School was earlier used by the School of Civil Engineering, School of Architecture and Fine Arts, School of Commerce, School of Nursing, and the defunct Normal School. Only the Graduate School uses the style today.

Conservatory is used by the University's music school, the Conservatory of Music. It offers complete bachelor's degrees in music.

Academic units

Present colleges
Below is the list of the present academic units of the university.

Defunct colleges
 Faculty of Liberal Arts - 1611
 Faculty of Morals, Sacred Scripture & Liturgy - 1825
 School of Drawing and Painting - 1865
 College of Notaries - 1875
 School of Matrons/Midwifery - founded in 1879. It is the first academic unit to that accepted women.
 School of Ministering Surgeons - 1880
 School of Pharmacy for the Practitioner - 1880
 Faculty of Sciences - 1896
 Facultad de Carreras Especiales 
 College of Dentistry - 1904
 College of Liberal Arts - founded in 1926. The college was reorganised to become two separate colleges of the Faculty of Arts and Letters and College of Science in 1964.
 Normal School - founded in 1940, merged with the College of Education in 1971.
 Institute of Nutrition - founded in 1970. It formed as an independent body from the College of Education. It eventually closed in the 1980s.
 Institute of Technological Courses - 1972

Secondary Education

Renamed and separated colleges
In 1896, the Faculty of Philosophy and Letters was founded. It became the Faculty of Arts and Letters when part of the programs of the College of Liberal Arts were merged with it. The programs of the College of Liberal Arts leading to Bachelor of Science degrees where reorganised to become the College of Science. The College of Science retained the college color and seal of the College of Liberal Arts.

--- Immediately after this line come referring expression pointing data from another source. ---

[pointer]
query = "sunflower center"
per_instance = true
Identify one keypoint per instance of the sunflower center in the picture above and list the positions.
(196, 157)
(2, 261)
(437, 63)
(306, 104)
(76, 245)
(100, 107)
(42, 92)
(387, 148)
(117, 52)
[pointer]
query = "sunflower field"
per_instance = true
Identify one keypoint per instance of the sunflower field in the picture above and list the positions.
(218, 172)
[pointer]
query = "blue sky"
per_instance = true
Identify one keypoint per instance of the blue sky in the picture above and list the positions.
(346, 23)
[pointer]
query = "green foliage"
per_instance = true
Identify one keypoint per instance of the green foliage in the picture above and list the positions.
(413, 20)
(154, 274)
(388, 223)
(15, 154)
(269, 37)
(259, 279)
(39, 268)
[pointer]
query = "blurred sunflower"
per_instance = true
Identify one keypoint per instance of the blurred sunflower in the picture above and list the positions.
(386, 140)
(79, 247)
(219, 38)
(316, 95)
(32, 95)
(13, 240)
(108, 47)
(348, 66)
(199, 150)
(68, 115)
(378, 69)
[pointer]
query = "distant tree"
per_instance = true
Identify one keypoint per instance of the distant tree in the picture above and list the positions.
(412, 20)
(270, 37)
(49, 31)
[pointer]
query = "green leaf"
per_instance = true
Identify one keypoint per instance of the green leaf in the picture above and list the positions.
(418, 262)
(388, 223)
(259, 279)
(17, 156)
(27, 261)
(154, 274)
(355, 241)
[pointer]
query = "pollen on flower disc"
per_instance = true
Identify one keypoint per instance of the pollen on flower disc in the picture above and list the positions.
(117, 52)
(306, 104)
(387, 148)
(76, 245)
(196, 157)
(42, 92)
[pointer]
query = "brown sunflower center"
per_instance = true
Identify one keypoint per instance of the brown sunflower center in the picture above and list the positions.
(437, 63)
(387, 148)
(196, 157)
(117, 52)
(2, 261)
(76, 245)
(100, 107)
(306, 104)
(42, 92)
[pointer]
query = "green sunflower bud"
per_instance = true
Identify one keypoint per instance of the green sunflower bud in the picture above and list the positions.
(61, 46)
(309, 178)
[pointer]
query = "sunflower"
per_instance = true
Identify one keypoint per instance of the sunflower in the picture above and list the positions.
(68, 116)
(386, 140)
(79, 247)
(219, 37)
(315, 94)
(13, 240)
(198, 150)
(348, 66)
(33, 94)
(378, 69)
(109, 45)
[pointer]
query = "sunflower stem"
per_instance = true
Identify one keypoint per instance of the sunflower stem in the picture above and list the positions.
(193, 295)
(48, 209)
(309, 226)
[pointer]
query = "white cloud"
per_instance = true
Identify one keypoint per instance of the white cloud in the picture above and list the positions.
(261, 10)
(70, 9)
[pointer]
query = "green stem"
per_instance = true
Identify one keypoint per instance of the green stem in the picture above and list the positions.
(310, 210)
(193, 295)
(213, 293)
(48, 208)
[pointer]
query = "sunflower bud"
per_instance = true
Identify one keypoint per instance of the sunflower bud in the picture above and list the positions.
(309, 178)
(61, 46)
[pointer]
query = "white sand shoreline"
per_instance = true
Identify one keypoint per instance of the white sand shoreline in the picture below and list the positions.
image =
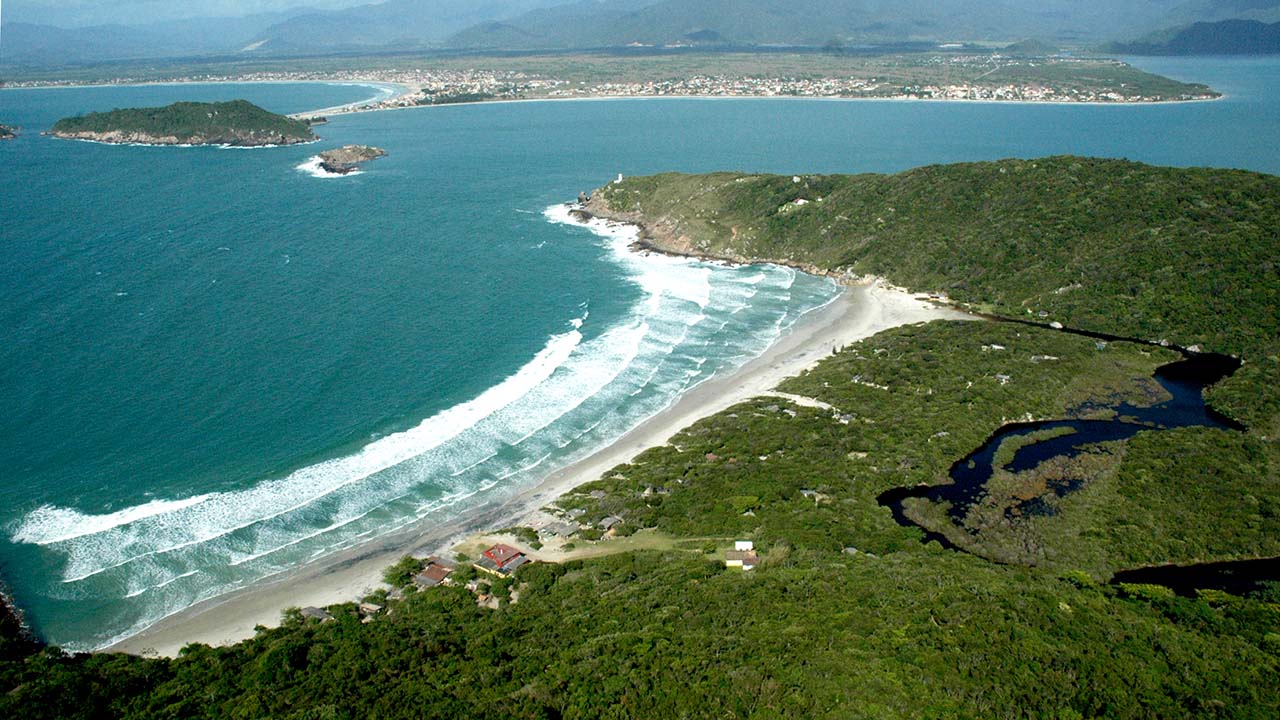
(859, 311)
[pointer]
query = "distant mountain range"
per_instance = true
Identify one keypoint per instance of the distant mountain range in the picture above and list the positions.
(1225, 37)
(556, 24)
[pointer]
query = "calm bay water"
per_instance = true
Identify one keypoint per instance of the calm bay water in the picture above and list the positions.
(216, 365)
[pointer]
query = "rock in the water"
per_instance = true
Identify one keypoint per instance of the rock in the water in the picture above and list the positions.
(346, 159)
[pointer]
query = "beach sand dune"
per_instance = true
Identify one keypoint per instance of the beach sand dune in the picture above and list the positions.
(860, 311)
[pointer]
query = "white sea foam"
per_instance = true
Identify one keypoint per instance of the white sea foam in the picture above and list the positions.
(312, 168)
(99, 542)
(49, 524)
(577, 393)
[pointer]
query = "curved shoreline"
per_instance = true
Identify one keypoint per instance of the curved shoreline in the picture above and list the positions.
(772, 98)
(859, 311)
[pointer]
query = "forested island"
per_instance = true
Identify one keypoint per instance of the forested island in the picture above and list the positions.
(849, 611)
(234, 123)
(347, 159)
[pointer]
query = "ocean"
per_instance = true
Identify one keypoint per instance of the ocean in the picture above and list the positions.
(218, 365)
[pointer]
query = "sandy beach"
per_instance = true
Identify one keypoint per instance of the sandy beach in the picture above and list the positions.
(858, 313)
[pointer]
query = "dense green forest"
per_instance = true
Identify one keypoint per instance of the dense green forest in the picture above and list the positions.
(849, 613)
(236, 121)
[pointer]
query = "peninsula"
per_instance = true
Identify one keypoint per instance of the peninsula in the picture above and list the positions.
(749, 566)
(234, 123)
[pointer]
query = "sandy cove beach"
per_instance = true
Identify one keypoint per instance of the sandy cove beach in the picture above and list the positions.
(858, 313)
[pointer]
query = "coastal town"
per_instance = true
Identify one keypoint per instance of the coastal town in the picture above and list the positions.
(931, 77)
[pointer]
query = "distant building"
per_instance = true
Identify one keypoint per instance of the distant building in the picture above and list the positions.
(316, 614)
(501, 560)
(744, 559)
(561, 529)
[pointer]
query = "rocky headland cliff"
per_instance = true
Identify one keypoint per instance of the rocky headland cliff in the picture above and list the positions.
(236, 123)
(347, 159)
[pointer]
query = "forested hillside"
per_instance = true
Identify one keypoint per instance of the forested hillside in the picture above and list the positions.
(850, 613)
(1185, 255)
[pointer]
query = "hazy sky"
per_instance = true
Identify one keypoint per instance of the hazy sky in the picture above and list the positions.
(71, 13)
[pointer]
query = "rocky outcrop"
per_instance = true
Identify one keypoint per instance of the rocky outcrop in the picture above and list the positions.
(236, 123)
(248, 139)
(664, 236)
(347, 159)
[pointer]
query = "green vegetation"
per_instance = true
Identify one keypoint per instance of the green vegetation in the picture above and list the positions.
(237, 122)
(649, 634)
(849, 614)
(1187, 255)
(877, 76)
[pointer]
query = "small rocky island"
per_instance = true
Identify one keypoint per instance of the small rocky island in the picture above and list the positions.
(234, 123)
(344, 160)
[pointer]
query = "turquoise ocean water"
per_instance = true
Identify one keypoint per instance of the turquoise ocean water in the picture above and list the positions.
(216, 365)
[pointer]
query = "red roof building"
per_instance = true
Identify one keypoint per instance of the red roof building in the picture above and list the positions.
(502, 555)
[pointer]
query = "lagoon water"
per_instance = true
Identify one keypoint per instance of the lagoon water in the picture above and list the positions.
(216, 365)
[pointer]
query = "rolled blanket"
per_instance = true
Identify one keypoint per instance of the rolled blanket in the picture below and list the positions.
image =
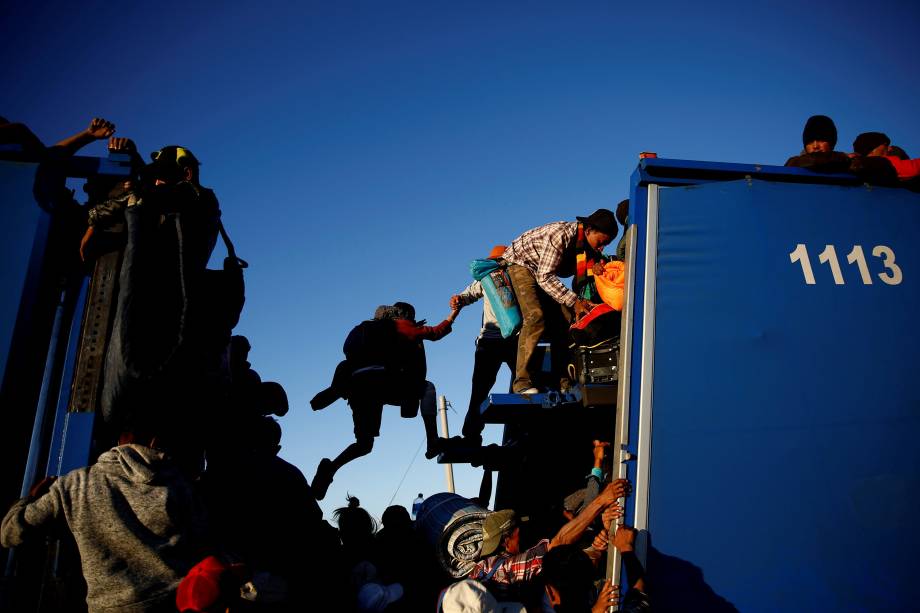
(452, 525)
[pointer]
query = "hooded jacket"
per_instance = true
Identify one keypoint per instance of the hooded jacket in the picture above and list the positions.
(135, 518)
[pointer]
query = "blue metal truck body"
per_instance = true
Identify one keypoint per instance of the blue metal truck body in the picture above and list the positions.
(768, 413)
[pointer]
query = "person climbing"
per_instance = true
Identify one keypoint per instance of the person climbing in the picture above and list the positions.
(385, 364)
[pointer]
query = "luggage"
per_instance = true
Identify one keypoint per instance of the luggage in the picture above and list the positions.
(597, 364)
(601, 323)
(610, 284)
(496, 285)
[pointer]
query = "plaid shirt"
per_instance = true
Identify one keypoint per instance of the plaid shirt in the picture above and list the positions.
(510, 571)
(542, 251)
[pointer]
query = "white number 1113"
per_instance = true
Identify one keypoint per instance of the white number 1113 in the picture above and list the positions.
(891, 276)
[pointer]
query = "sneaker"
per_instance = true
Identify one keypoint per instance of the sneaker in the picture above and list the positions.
(322, 479)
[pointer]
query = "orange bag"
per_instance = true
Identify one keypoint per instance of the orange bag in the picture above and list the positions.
(610, 284)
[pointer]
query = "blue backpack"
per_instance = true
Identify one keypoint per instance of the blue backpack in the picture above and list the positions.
(496, 285)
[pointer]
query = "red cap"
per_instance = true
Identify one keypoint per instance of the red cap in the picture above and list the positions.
(200, 589)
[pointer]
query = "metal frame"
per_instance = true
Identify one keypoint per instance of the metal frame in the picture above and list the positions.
(614, 567)
(646, 384)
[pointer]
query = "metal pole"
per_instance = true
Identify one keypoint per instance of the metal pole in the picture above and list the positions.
(445, 433)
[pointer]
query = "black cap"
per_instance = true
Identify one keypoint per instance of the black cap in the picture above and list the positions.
(820, 127)
(867, 141)
(603, 220)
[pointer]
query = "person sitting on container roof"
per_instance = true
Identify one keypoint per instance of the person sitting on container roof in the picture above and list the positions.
(819, 139)
(537, 259)
(869, 160)
(504, 568)
(878, 145)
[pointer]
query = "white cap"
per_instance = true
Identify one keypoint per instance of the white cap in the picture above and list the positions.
(374, 598)
(470, 596)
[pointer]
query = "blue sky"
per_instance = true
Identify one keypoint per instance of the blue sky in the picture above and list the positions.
(365, 152)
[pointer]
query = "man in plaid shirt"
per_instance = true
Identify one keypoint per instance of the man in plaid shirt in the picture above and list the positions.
(504, 568)
(537, 259)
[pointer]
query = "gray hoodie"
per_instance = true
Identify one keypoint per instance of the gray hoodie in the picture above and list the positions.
(137, 522)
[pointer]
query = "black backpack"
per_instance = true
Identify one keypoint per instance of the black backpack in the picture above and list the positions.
(371, 343)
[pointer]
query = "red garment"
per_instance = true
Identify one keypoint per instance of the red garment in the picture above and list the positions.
(511, 570)
(907, 169)
(415, 332)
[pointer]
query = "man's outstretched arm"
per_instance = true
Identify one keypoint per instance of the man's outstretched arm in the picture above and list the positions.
(98, 129)
(573, 530)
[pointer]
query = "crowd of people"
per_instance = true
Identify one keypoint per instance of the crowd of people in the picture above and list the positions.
(190, 508)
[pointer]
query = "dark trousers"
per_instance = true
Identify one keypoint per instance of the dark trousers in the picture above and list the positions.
(542, 317)
(491, 353)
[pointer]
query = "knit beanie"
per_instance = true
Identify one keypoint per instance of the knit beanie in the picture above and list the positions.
(867, 141)
(820, 127)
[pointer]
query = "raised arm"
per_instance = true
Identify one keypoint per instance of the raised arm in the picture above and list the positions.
(98, 129)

The Faculty of Medicine and Surgery and the Faculty of Pharmacy were both founded in 1871 as the Facultad de Medicina y Farmacia and separated in 1901 to become two different faculties.

The College of Commerce and Business Administration had several name changes. It was first called as the School of Commerce in 1933. Later on, it developed to become the College of Commerce in 1934, College of Commerce and Accountancy in 1988, and eventually to its present name. The Institute of Tourism and Hospitality Management became the College of Tourism and Hospitality Management in 2008.

The College of Fine Arts and the Conservatory of Music were originally part of the College of Architecture and Fine Arts. The Department of Fine Arts separated from the College of Architecture and became the College of Fine Arts in 2000. The Institute of Physical Therapy was renamed as the College of Rehabilitation Sciences in 2001.

The Alfredo M. Velayo College of Accountancy became an independent college from the College of Commerce and Accountancy in 2004. It was also the first college of the university to be named after an alumnus.

Roll call
In university events, like the Thomasian Welcome Walk and The Sending-off rights, the roll call of the university colleges is done according to their foundation year instead of the usual alphabetical order. Founded in 1611, the Faculty of Sacred Theology is called and introduced first. Being the youngest, founded in 2014, the Institute of Information and Computing Sciences is called last.

The Thomasian, the university website, USTET application forms, and most official publications follow the same way of presenting the colleges.